The consequences are the following
- Pro: you merge less often in BigQuery and you save money
- Con: while the data are in the temporary table, they are not usable/queryable. So, you decrease the data freshness.
By setting this parameter, Datastream creates the BigQuery table with this staleness value.
Depending on the table type and freshness criticality, you can set your own staleness value directly in BigQuery using the ALTER TABLE SET OPTIONS statement.
Important note: If you created your tables using a CREATE TABLE statement, don’t forget the staleness option!
Once the data is in BigQuery and correctly replicated by Datastream, users can query it.
One best practice for BigQuery to optimize processing and limit the data scanned (and therefore the cost) is to partition the tables.
However, Datastream does not create partitioned tables by default, as partitioning doesn’t always exist in the source (legacy) database engines.

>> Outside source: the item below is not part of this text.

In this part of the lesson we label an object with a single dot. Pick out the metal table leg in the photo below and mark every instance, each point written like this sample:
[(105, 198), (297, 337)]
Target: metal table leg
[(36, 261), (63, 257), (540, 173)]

Worse, once a table without partitioning is created in BigQuery, you cannot add it later. You have to delete and recreate the table with the correct partitioning option.
Solution
To address this limitation:
- Extract the current DDL from BigQuery using the information schema TABLES.
- Add the partitioning option that matches your table constraint and optimization.
- Drop the table.
- Create it with your updated DDL.
- Run the backfill with Datastream again.
You Are Still The Boss
Datastream is a powerful service for replicating data from source to BigQuery. Our business users are very happy with it, and we’re expanding its use to other applications.
Most of the time, Datastream default behaviors and limitations are not a problem for your data replication.
However, to go beyond, you can still take the lead and create your tables. Be proactive!
- Create tables with Primary Key types supported by BigQuery.
- Create tables with your OWN primary key, even if the source schema has none.
- Create tables with your BigQuery optimization parameters: staleness and partitioning.
In fact, you need to adapt Datastream to your context:
Let Datastream doing the hard work, but tune it for your use cases when you need. You are still the boss!